Certains opposants à l'Islam ne se gêne pas à extraire des partie de certains verset afin d’essayer de prouver l’agressivité de l'islam, comme ce verset très souvent prit comme exemple: "... Et tuez-les où que vous les rencontriez ..."(Coran 2:191)
Alors que le verset complet est:
"Combattez dans le sentier de Dieu ceux qui vous combattent, et ne transgressez pas, car certes, Dieu n'aime pas les transgresseurs. Et tuez-les où que vous les rencontriez, et chassez-les d'où ils vous ont chassé; la sédition est pire que le meurtre, mais ne les combattez pas prêt de la Mosquée sacrée avant qu'ils ne vous y aient combattus en premier, mais si ils vous combattent, tuez-les donc. Telle est la rétribution des mécréants. S'ils cessent, Dieu est certes Pardonneur et Miséricordieux. (Coran 2 :190-192)

Conformément au Coran le combat est strictement réservé à l'autodéfense, et n’ont pas pour but de commettre des meurtres ou afin d’opprimer les autres. Ceci est renforcé par la valeur de la vie humaine attribué dans le Coran:
"... Quiconque tuerait une personne non coupable d’un meurtre ou d'une corruption sur la terre, ce serait comme s'il avait tué toute l'humanité et quiconque venait a sauvé une vie, ce serait comme s'il avait sauvé toute l’humanité." (Coran 5:32)

"... Ne prenez pas la vie, que Dieu a faite sacrée, sauf par la voie de la justice et du droit. C'est ainsi que Dieu vous commande, de sorte que vous puissiez apprendre la sagesse "(Coran 6:151).

Les versets de Dieu sont très clairs, l'islam ne justifie en aucun cas le meurtre de civil, peu importe les circonstances.

Le Prophète Muhammad (psl) a dit a propos de l’effusion de sang : 

"L’effusion de sang sera la première question sur laquelle le jugement sera rendu le jour de la Résurrection. "

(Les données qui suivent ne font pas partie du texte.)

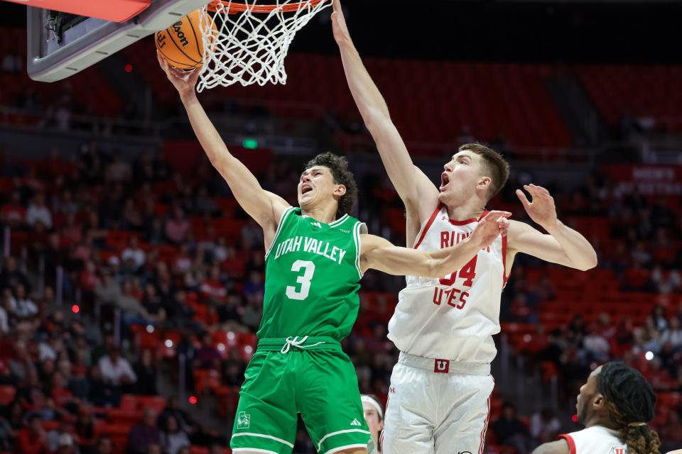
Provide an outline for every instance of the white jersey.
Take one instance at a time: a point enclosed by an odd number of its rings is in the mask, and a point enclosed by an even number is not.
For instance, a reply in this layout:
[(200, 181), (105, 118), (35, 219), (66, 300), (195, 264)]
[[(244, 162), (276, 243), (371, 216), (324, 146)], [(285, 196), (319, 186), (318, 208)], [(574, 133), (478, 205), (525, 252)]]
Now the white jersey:
[(568, 443), (570, 454), (627, 454), (620, 433), (602, 426), (559, 436)]
[[(439, 205), (422, 225), (413, 248), (453, 246), (468, 238), (481, 218), (451, 221), (447, 207)], [(491, 362), (497, 353), (492, 335), (500, 330), (506, 255), (507, 237), (499, 236), (461, 270), (440, 279), (407, 276), (389, 322), (389, 338), (411, 355)]]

Plus de 500 oulémas (savants théologiens) ont condamné tout actes de terrorismes, où qu'ils aient lieu et condamnent tous ceux qui sont derrière ces actes. Les oulémas ont ouvertement et fermement critiqué le tort infligé aux civils non armés sous le prétexte de lutter dans des guerres internationales.
Un éminent ouléma Muhammad Tahir ul Qadri a émis une fatwa (avis juridique donné par un ouléma) visant les jeunes musulmans à tourner leur dos à l'extrémisme aveugle qui n’a pas de place dans  l'islam en ajoutant: "La réalité est que tout ce qu'ils font n’a rien à voir avec le martyr donc toutes ces activités terroristes les mènent droit en enfer”.